Treze segundos depois do início da corrida de esqui de Lindsey Vonn, há uma semana, o desastre aconteceu.
O que parecia ser uma das reviravoltas mais impressionantes de todos os tempos foi destruído quando frações de segundos depois de passar pelo quarto portão, ela pegou ar, seu braço direito enganchado no portão e ela virou.
Vonn, 41 anos, conhece bem as lesões ao longo de sua carreira profissional de 26 anos, caindo no chão com o impacto de uma colisão de motocicleta.
Os médicos chegaram correndo e Vonn teve que ser transportado de avião para fora da montanha.
Lindsey Vonn caiu cerca de 13 segundos em sua descida, apenas uma semana depois de uma queda na Suíça. PA
Lindsey Von foi transportada de avião da encosta olímpica após o acidente chocante. PA
Lindsey Vonn levanta o polegar em sua cama de hospital. @lindseyvonn via REUTERS
A lesão ocorreu apenas uma semana depois que ela também faleceu na Copa do Mundo de downhill feminino em Crans-Montana, na Suíça, precisando de outro transporte aéreo.

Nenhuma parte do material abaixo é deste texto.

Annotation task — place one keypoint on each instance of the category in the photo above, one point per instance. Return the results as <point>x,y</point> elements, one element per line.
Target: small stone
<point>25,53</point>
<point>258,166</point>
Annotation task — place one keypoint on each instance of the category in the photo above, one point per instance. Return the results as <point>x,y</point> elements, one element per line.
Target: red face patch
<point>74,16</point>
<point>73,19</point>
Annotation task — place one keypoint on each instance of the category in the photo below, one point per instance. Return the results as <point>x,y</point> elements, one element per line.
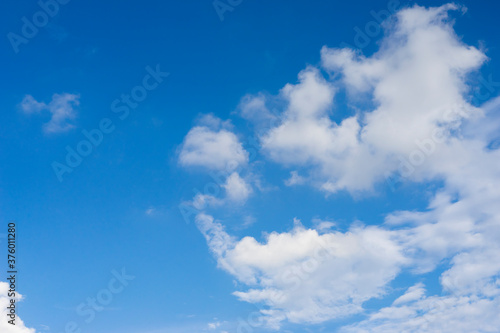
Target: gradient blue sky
<point>119,208</point>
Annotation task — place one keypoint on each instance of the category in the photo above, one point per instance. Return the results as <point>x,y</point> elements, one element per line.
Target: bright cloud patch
<point>61,108</point>
<point>303,276</point>
<point>5,327</point>
<point>212,148</point>
<point>421,127</point>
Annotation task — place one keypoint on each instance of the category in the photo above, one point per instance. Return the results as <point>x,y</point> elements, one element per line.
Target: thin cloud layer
<point>61,108</point>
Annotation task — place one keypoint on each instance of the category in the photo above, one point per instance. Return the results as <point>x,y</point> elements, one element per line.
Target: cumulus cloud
<point>417,84</point>
<point>303,276</point>
<point>5,327</point>
<point>237,189</point>
<point>212,147</point>
<point>61,108</point>
<point>421,126</point>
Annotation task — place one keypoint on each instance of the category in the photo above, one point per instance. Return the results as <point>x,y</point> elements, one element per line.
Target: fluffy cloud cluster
<point>416,83</point>
<point>419,124</point>
<point>61,108</point>
<point>5,327</point>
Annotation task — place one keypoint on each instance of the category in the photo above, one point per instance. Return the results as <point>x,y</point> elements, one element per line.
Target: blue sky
<point>255,99</point>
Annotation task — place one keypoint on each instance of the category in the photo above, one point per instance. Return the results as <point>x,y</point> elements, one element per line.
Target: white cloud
<point>417,83</point>
<point>5,327</point>
<point>237,189</point>
<point>295,179</point>
<point>302,276</point>
<point>212,148</point>
<point>61,108</point>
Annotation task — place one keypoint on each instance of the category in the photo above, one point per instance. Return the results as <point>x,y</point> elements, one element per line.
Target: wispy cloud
<point>61,109</point>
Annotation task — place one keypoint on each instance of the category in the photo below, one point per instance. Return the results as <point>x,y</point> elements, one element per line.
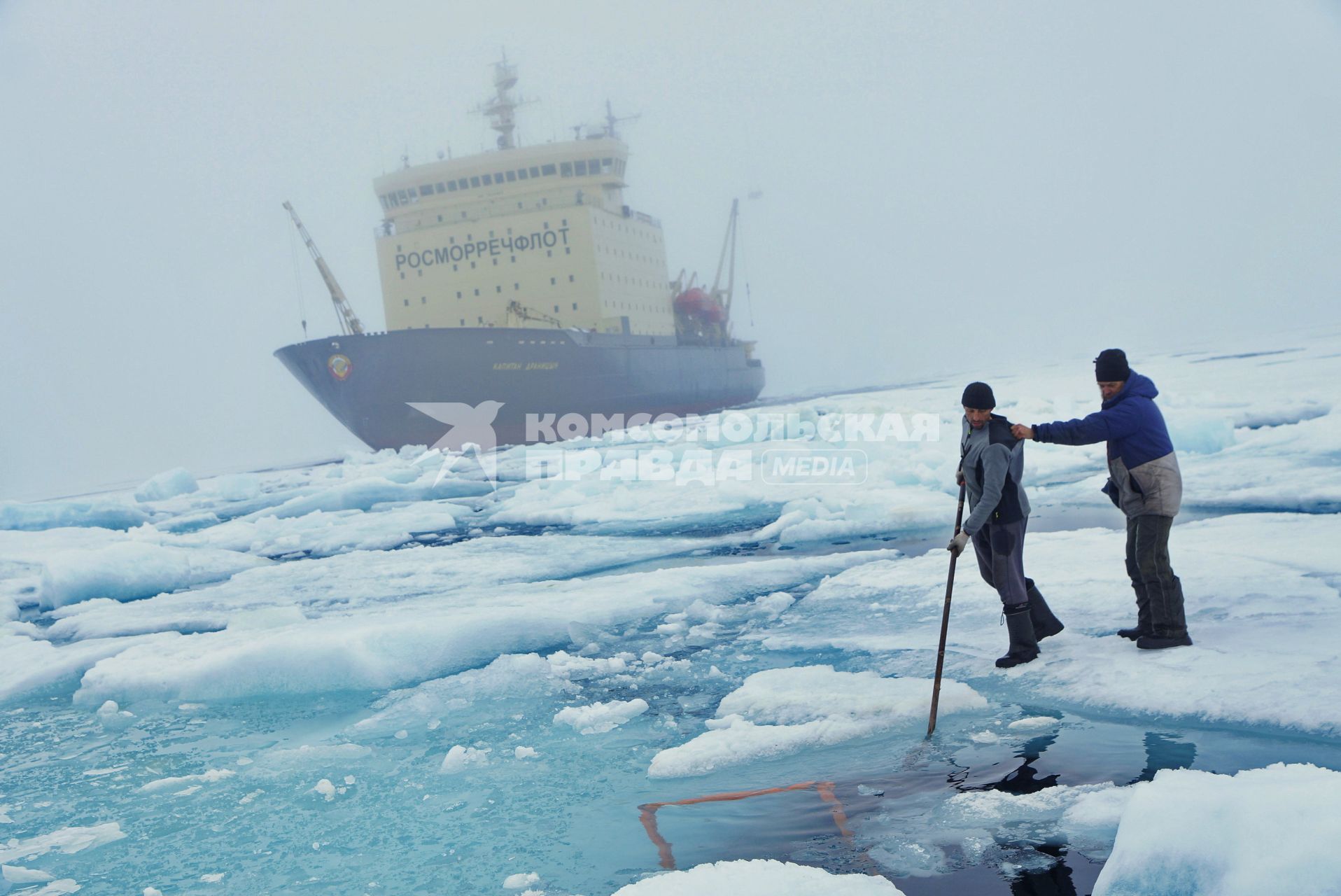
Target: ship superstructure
<point>522,278</point>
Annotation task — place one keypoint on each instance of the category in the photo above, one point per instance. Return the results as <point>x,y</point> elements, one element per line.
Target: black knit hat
<point>1111,367</point>
<point>978,396</point>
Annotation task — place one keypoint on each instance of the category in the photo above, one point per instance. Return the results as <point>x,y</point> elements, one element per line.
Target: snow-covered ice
<point>759,878</point>
<point>1256,832</point>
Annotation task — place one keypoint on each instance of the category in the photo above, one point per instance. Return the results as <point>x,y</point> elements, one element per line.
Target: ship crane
<point>703,317</point>
<point>723,297</point>
<point>524,313</point>
<point>349,322</point>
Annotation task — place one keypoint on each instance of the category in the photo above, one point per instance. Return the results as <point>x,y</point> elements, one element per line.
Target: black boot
<point>1045,624</point>
<point>1160,641</point>
<point>1023,645</point>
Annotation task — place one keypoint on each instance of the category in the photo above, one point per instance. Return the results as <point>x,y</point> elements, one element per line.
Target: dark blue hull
<point>369,383</point>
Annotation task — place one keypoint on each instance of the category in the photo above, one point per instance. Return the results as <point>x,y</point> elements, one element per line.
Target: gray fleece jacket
<point>994,465</point>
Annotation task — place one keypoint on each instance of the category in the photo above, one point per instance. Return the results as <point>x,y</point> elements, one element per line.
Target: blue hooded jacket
<point>1144,475</point>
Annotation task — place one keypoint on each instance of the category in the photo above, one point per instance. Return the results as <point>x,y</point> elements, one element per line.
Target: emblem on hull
<point>339,367</point>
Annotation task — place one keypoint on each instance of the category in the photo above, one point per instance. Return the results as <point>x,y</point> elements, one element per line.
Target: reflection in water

Em vez de ver Vonn receber uma medalha em 11 de fevereiro, ela foi fotografada em uma cama de hospital, se recuperando de uma fratura complexa na tíbia, presa a um dispositivo fixador. Ela tem um curso de cinco cirurgias agendadas no total. Também pode significar o fim de sua carreira profissional.

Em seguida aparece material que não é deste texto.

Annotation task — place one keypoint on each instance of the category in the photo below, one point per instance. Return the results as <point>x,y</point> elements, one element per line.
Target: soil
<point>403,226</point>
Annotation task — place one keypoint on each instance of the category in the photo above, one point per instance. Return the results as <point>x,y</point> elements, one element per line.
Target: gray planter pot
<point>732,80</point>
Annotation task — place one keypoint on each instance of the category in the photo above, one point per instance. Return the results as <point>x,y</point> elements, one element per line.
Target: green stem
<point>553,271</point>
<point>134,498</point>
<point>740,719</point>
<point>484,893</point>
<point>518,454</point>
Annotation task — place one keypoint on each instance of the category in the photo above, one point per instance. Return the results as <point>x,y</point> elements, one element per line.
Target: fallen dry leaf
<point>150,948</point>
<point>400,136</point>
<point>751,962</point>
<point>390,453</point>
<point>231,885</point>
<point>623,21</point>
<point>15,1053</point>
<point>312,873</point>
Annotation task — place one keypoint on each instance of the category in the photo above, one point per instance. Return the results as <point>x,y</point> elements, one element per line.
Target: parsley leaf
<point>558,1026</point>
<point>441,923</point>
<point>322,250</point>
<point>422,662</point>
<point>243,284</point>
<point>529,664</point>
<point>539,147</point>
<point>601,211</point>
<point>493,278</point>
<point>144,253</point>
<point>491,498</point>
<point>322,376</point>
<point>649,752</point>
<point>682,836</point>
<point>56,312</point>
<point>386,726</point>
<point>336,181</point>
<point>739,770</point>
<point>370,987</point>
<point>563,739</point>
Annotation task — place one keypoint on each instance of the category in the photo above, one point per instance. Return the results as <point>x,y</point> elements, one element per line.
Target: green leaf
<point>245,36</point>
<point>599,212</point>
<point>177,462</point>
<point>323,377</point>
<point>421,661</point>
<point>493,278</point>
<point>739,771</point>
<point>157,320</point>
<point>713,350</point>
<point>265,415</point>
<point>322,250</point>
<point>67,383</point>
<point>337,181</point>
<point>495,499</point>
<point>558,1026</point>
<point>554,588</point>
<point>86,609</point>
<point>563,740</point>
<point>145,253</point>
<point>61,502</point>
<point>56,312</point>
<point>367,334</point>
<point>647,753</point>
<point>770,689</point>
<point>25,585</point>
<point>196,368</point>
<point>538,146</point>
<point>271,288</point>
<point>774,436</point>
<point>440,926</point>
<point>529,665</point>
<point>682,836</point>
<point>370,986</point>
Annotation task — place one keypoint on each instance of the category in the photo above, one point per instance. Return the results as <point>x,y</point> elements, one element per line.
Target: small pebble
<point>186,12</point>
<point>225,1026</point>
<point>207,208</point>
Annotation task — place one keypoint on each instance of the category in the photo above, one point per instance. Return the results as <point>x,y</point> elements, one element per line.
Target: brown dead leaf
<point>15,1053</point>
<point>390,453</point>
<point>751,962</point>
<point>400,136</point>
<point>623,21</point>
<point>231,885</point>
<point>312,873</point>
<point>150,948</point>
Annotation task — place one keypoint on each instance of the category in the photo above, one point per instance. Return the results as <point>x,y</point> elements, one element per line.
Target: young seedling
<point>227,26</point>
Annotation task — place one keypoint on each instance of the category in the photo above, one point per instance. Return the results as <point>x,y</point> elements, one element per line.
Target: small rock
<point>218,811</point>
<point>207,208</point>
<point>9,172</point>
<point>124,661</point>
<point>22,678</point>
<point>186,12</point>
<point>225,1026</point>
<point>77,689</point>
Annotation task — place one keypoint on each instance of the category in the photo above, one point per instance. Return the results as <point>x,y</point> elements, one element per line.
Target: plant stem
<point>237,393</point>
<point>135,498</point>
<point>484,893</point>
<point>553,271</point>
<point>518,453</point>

Para alcançar o auge de um esporte e se tornar um atleta olímpico, os atletas treinam duro, enfrentam a dor e se esforçam além dos seus limites em busca da glória. Infelizmente, isso pode levar a graves agonias físicas mais tarde na vida.
Durante as Olimpíadas de 2020 em Tóquio, de acordo com o British Journal of Sports Medicine, ocorreram 9,1 lesões para cada 100 atletas ao longo dos jogos. Se considerarmos que foram aproximadamente 11.600 atletas, isso equivale a mais de 1.288 lesões.
A mesma publicação descobriu que um terço dos 3.300 atletas pesquisados relataram dor contínua e limitações funcionais após sofrerem lesões.
Katie Uhlaender em ação durante os Jogos Olímpicos de Pyeongchang. Imagens Getty
A piloto esqueleto Katie Uhlaender quebrou o joelho, machucou o quadril e torceu por Lindsey Vonn. Imagens Getty
“Tive dias em que não consigo comer porque estou com muita dor”, disse Katie Uhlaender, cinco vezes competidora de esqueleto nos Jogos Olímpicos de Inverno, ao The Post.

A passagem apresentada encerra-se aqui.